UPDATE, 3 years later: I have been contacted by a Frenchman, Marc P., who informs me that all the ammunition for this gun was French, and that the shell in common regular use was the #2 HE one. Wikipedia shows a slight difference between the French #2 HE shell and an American #2 HE shell, so their implication is that American made ammunition of at least one type did exist.

Marc also feels that ammunition would have been issued by plan and/or agreement. While I can’t disagree with that, I am confident that soldiers, Doughboys or Poilu, would have scrounged up whatever ammo they could find, regardless of any high level plans in Paris or DC. “Lend Lease” plus “nobody’s looking”.

Also, Marc informs me that the common name for the little gun was the “37”, even among French troops.

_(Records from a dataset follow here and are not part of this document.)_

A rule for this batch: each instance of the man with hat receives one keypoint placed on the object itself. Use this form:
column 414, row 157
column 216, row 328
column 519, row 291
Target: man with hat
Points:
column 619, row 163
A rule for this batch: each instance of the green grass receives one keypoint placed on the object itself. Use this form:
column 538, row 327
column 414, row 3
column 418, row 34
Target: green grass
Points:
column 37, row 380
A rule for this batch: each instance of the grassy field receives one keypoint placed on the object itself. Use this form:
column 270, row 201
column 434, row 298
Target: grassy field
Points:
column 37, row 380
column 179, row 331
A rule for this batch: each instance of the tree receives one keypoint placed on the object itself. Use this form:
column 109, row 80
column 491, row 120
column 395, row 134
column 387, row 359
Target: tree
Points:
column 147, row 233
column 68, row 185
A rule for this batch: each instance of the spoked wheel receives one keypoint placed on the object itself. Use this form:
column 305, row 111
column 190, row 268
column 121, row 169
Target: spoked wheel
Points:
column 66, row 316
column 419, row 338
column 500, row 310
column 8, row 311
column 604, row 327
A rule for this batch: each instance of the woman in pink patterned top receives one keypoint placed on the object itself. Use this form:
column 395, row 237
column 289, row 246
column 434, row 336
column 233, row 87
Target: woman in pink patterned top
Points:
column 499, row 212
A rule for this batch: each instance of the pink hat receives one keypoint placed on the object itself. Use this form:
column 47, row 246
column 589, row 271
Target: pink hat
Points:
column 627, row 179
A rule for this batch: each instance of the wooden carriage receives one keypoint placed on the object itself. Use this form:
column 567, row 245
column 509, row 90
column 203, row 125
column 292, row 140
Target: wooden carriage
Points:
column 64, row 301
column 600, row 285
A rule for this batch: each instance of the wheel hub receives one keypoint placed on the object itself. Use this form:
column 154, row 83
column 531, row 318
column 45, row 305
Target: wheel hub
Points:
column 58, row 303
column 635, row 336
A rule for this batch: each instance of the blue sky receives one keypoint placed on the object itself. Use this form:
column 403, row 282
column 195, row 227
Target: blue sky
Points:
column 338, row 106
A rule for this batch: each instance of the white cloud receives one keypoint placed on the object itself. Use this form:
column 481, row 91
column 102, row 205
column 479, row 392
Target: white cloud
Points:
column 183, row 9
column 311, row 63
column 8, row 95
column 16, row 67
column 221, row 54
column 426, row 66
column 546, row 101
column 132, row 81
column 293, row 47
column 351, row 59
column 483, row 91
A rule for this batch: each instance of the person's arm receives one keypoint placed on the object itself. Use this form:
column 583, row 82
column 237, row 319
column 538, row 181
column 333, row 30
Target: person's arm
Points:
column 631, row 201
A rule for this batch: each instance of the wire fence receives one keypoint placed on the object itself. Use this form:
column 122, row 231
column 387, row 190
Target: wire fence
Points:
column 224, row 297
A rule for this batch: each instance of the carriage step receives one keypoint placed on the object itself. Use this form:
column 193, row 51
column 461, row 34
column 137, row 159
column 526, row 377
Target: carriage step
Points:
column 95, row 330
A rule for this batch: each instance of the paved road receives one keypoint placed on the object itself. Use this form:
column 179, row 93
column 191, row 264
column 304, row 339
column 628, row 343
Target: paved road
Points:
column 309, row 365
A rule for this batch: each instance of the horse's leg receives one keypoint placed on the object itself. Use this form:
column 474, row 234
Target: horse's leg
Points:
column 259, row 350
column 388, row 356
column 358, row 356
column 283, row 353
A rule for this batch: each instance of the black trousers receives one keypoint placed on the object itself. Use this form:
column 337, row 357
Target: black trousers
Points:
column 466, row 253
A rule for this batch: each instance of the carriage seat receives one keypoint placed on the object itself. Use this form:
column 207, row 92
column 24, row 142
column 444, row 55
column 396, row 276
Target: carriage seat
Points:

Ah, the mysteries of history.

*******************************************************************************************************************

Back when I was a small schoolboy, about the time that the dinosaurs were sucking down their last breaths, our school encouraged reading by selling us books on the cheap. Doubleday, Penguin, Pocket and several other publishers I’m sure, would get the schools to hand out order forms to us, with brief descriptions and pictures of the books for sale. Even for those days, the prices were amazing. 10¢, 15¢, 25¢ paperbacks, hardcover editions for $2 or something like that. The publishers sold the books in bulk, the school got a little slice for acting as middleman, and us kids pestered our parents for 2 to 5 bucks and were able to build our own libraries. This was long before that RIF program, back in the days when schools actually were underfunded and were always on an austerity budget. We had to make our own covers for our textbooks from grocery bags, and often had to glue the books we were issued back together so they’d last another season after we gave them back. Those were your textbooks thank you, and your folks (and your backside when dad got home!!) were responsible for keeping them in good condition.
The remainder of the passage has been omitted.